In the evolutionary west, Abraham's God was defined and interpreted by Jewish state-theologians, then by Roman imperialists, then by European colonialists and currently by American capitalists. These "cult"ural approaches have led to the inevitable unification of Europe, the western hemisphere and, during the past half century, the world, under western socioeconomic systems (3).
The Plan Was Set ...
Nascent Christianity emerged as a rejection of Abrahamic absolutism, legalism, penalism, self-righteousness, vengeance and greed. Given the overwhelmingly despotic nature of Biblical times, with Judea under Roman dominion, this rejection was necessary if not overdue. The Christ did more, however, than reject the past. He literally provided the human rights basis for western democracy and the vision of a global human community living in peace and harmony (4).
Thomas Jefferson and America's revolutionary Fathers agreed with the first Christian because they had to confront the same absolutism, legalism, penalism, self-righteousness, vengeance and greed in the Old Testament Roman god being used to justify British colonialism. Jefferson's Declaration was a rejection of Old Testament Romanism in order to establish nascent Christian human rights as the basis for the modern world's first democracy. It was the case with the efforts of both Jesus and Jefferson that "the plan was set ... the plan was gone" (5).
The Plan Was Gone
In the early 4th century, the message of the first Christian was adopted by the Roman emperor, Constantine, and it was compromised beyond recognition. Rome did more than adopt Christianity, Rome redefined Christianity by re-integrating it with Judaism, its rejected ideological parent religion and then devoting the entire perverted program to fulfilling the desires of Rome. To employ a "Bushism," this was the marvel of Roman "strategerie" that kept Rome in power for over a millennium.

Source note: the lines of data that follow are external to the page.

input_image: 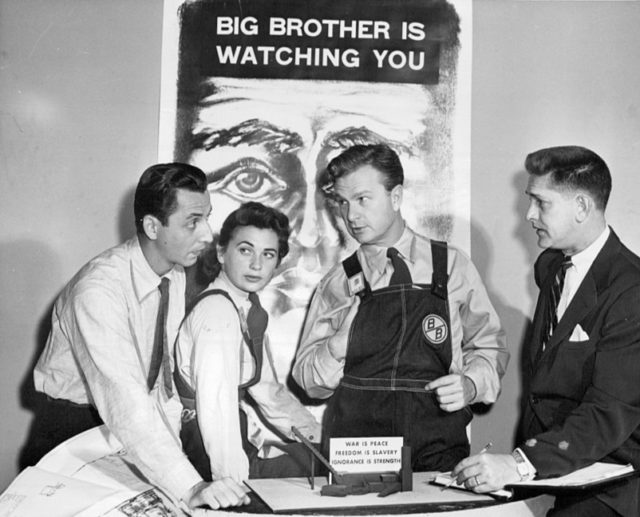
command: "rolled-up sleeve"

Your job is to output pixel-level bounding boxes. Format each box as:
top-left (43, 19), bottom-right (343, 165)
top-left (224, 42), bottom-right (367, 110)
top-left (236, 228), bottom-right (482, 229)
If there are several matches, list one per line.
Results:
top-left (448, 251), bottom-right (509, 404)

The cross of Jesus was placed on Roman banners, Rome declared itself "Christian" and more - as the self-appointed defender of the Christian belief system. It employed Old Testament self-righteousness, vengeance and belligerence in making the western world "Christian." The chosen approach of Rome was not to honor Christian values and ethics in action but to use its defense of Christian values to justify Roman expansionism.
In other words, Rome chose to advance Christianity by imposing itself on those who were not similarly "Christian," those who had something Rome wanted. The stage was set for preemptive conquest and dominion, ideologically in the name of the Christ and operationally in the name of Rome.
With the 4th century AD, nascent Christianity was essentially dead and it would remain so at the top for the next 1200 years of Roman imperialism and European colonialism. Christian values slowly began coming back at the peak of Roman power, following the ill-conceived efforts of Rome to conquer and control the "Holy Lands" in the Middle East.
The Plan Returns
The spoils of war from the less-than-holy Crusades were carted back to Rome where the booty was found to contain the ancient Greek literature, preserved in Arabic. The re-emergence of Greek approaches to thought eventually catalyzed the Renaissance and the Reformation and ultimately the Newtonian Revolution, the EuroAmerican Enlightenment and Thomas Jefferson's Declaration. Similarly trained in Greek literature and thought, it was in Jefferson and our Deist founding fathers in whom the Christ was reborn on earth, bearing God's gift of nascent Christian human rights.